As Jane once observed, Suzanne’s Mom’s blog likes making connections between random unconnected matters.
This entry makes at least three connections, starting with a Malian colleague at work and ending with a biographer friend who was mentioned in a murder mystery.
To begin at the beginning, I joined my current organization about seven years ago and was “onboarded” with a young guy from Mali. Although he moved back to Africa after five years, we keep in touch, and naturally I have been distressed by the recent trouble in his homeland.

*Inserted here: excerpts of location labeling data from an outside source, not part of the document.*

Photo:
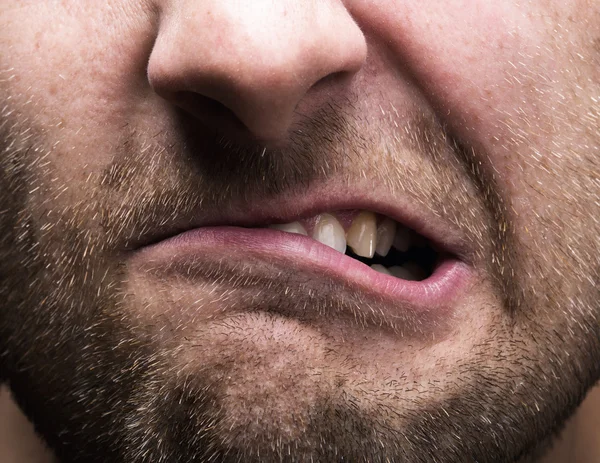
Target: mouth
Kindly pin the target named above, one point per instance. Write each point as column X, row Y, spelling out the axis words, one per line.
column 367, row 252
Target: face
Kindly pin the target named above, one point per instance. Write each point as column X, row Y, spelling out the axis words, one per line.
column 156, row 156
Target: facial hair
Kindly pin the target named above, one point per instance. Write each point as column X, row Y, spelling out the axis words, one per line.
column 103, row 384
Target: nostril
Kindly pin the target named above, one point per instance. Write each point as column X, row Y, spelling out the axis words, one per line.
column 209, row 112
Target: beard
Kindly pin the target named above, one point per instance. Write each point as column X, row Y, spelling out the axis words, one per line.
column 109, row 375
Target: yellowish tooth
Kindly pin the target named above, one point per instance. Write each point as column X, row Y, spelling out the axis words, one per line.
column 380, row 269
column 386, row 231
column 402, row 239
column 294, row 227
column 403, row 273
column 362, row 234
column 330, row 232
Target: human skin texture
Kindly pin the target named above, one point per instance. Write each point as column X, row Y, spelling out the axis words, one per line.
column 126, row 123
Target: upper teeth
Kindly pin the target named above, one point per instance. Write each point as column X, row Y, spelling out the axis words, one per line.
column 364, row 237
column 329, row 231
column 362, row 234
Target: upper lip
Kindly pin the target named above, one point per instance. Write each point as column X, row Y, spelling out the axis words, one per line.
column 294, row 206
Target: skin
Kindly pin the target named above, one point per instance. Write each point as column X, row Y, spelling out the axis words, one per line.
column 125, row 120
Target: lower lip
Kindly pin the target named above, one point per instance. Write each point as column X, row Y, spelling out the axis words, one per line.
column 303, row 254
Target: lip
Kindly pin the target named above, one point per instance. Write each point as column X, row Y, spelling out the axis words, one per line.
column 315, row 260
column 293, row 207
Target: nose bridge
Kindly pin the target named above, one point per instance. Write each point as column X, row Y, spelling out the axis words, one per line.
column 257, row 58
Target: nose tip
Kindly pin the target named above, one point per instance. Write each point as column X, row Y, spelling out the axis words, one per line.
column 258, row 59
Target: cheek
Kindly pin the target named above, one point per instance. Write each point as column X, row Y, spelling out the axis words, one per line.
column 77, row 76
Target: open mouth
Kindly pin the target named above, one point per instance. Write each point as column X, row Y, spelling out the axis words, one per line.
column 364, row 251
column 378, row 241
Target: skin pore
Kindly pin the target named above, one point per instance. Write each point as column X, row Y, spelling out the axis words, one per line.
column 124, row 122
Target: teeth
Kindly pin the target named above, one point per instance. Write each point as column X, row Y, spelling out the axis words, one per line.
column 408, row 271
column 385, row 236
column 362, row 234
column 294, row 227
column 380, row 269
column 402, row 240
column 329, row 232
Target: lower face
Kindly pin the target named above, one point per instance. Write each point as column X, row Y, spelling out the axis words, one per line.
column 125, row 341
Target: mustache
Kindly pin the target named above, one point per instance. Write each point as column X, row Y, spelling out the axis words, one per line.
column 163, row 181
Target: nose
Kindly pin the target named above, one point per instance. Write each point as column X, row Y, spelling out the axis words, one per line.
column 253, row 62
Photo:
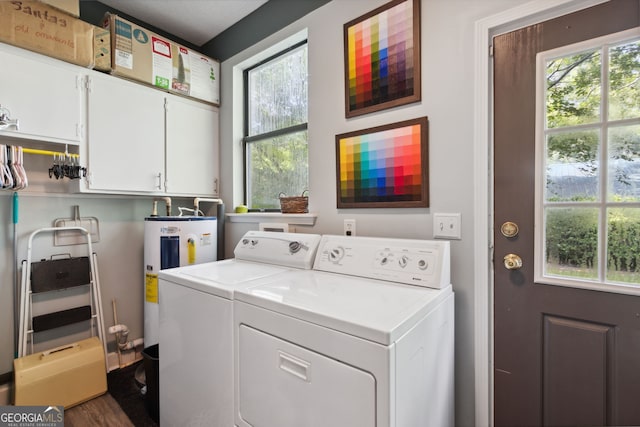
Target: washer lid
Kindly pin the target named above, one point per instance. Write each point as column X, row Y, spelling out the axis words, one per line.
column 375, row 310
column 221, row 278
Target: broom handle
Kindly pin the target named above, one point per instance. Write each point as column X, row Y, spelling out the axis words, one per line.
column 16, row 281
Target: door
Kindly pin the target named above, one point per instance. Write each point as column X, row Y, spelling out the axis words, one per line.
column 125, row 135
column 192, row 147
column 44, row 94
column 566, row 351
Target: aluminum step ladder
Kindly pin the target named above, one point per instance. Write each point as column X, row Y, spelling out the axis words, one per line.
column 53, row 275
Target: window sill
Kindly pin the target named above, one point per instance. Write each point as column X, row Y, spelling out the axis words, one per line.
column 257, row 217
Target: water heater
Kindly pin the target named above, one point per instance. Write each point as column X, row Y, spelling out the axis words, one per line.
column 172, row 241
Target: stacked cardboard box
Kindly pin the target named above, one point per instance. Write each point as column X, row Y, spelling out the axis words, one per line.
column 142, row 55
column 101, row 49
column 45, row 29
column 72, row 7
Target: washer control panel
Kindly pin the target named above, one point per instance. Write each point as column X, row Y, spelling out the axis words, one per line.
column 296, row 250
column 415, row 262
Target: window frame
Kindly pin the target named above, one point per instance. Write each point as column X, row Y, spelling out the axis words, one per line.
column 247, row 139
column 603, row 204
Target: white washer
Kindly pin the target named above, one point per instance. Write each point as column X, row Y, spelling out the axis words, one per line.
column 196, row 324
column 349, row 343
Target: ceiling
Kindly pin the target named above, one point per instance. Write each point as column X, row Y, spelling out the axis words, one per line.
column 195, row 21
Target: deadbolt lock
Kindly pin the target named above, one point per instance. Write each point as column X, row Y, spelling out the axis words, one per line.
column 509, row 229
column 512, row 262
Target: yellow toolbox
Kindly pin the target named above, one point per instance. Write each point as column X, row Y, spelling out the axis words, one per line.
column 66, row 375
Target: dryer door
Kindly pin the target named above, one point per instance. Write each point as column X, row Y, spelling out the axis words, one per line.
column 284, row 385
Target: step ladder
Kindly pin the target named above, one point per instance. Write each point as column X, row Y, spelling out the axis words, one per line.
column 46, row 277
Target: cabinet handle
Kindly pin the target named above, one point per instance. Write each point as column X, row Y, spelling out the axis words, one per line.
column 297, row 367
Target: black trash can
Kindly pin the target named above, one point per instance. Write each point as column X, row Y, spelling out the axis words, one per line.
column 152, row 375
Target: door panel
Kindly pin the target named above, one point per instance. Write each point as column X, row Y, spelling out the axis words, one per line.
column 563, row 356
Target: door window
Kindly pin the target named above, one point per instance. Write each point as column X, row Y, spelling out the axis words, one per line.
column 588, row 164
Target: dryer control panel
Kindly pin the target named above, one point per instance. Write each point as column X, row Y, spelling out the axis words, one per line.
column 414, row 262
column 296, row 250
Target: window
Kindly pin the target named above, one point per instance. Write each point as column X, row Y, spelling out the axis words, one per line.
column 588, row 188
column 275, row 142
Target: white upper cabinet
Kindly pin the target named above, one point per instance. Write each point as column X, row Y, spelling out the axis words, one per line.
column 44, row 94
column 125, row 136
column 192, row 147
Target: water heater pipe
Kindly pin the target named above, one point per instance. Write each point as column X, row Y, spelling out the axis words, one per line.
column 167, row 202
column 197, row 200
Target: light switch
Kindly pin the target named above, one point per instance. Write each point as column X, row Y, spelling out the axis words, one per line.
column 446, row 226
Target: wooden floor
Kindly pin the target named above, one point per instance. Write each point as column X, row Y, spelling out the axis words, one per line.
column 101, row 411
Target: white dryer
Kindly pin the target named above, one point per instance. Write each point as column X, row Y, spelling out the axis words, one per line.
column 364, row 339
column 196, row 324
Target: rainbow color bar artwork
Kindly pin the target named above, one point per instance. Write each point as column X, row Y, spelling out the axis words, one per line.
column 382, row 58
column 384, row 166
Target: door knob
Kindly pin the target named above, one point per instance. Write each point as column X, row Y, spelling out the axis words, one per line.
column 512, row 262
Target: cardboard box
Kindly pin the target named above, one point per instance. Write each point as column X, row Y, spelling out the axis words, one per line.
column 142, row 55
column 72, row 7
column 195, row 75
column 101, row 49
column 44, row 29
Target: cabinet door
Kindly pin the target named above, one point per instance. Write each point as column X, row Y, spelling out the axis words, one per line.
column 192, row 147
column 44, row 94
column 125, row 135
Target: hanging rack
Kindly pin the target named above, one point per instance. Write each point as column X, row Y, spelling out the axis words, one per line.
column 49, row 153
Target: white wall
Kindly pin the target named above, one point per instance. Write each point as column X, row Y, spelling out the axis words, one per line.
column 447, row 99
column 120, row 249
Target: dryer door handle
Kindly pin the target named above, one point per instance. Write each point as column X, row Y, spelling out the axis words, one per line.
column 295, row 366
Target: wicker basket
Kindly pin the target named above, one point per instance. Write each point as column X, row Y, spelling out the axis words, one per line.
column 295, row 204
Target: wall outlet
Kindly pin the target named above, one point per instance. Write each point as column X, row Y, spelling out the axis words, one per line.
column 446, row 226
column 349, row 227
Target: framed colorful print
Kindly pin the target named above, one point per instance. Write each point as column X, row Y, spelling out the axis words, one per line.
column 382, row 58
column 384, row 167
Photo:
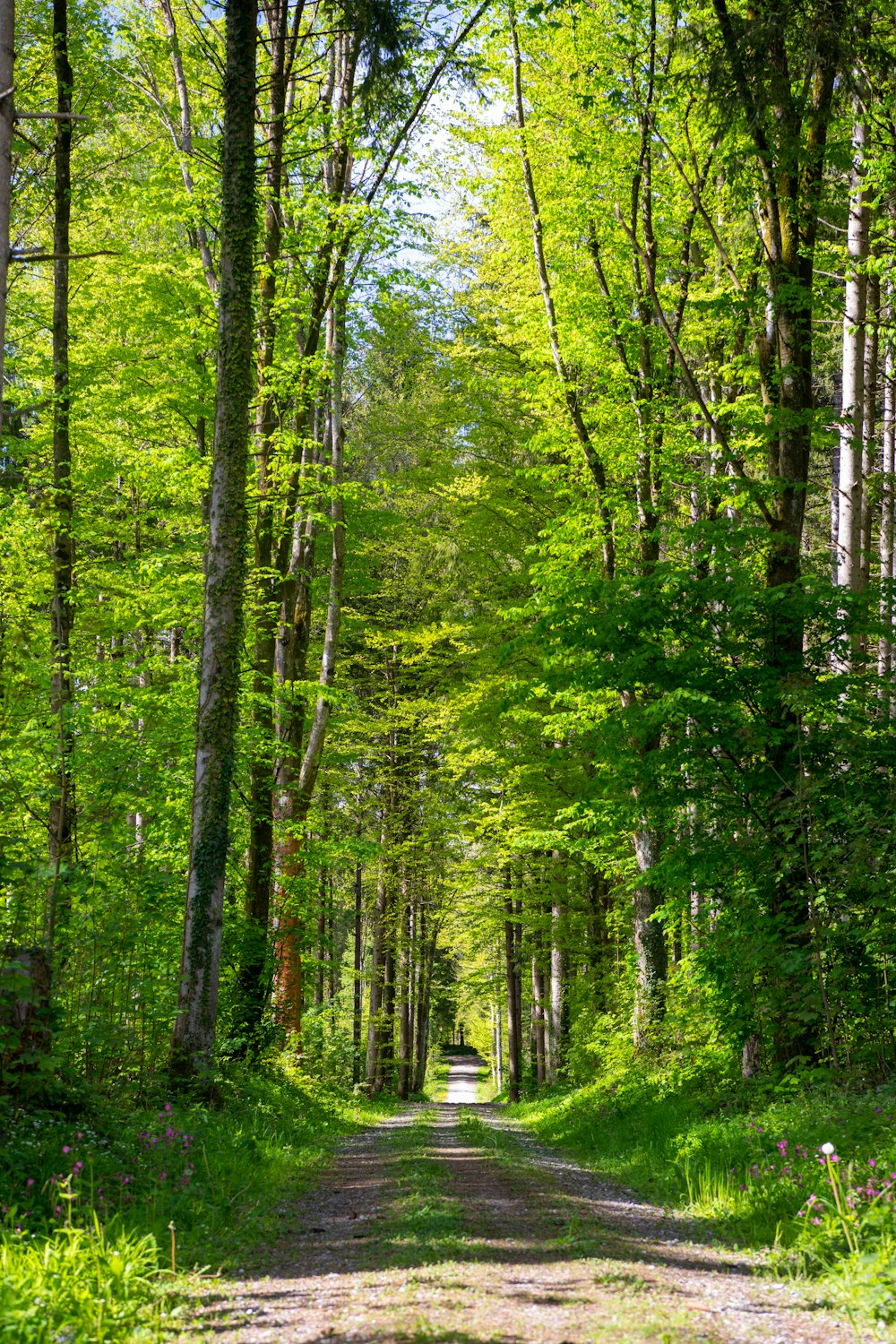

That is why an article by music critic Jim Fusilli in the the Wall Street Journal caught my eye. “To the musicians from Mali [in Paris], the attempt by terrorists associated with al Qaeda in the Islamic Maghreb (AQIM) to suppress music in their country’s north goes beyond politics and religion: It’s an offense to the soul of the nation, where music is more than entertainment, it’s essential to life.”
Fusilli says the musicians are “leveraging their international reputations as creators of the country’s often-inspired music, which ranges from brooding, spiritually minded tunes played on traditional African instruments to a fiery fusion of Afrobeat, rock, R&B and indigenous sounds. It’s a melting pot that absorbs the music of other cultures without losing its native identity.
“On her next album, ‘Beautiful Africa’ (Nonesuch), out in the U.S. on April 9, the singer-songwriter Rokia Traoré sends a message of support to Mali’s women. In Bambara, English and French, she sings: ‘I want to hear your laughter. I admire your courage. I miss your smile.’ ” More.
Now, as it happens, Jim Fusilli, in addition to being a music critic, wrote a mystery series that I gobbled up, and in one novel I noted that the hero was reading a biography by a friend of mine. The biography was of John Quincy Adams, and when I told author Paul C. Nagel, he was delighted that JQA had made it into a mystery story.
So when I read that Fusilli would be at Kate’s Mystery Books, I squeezed through the holiday mystery-buying crowd and gave him Paul’s e-mail. And thus they were in touch.
And thus a colleague from Mali connects to the biographer of John Quincy Adams.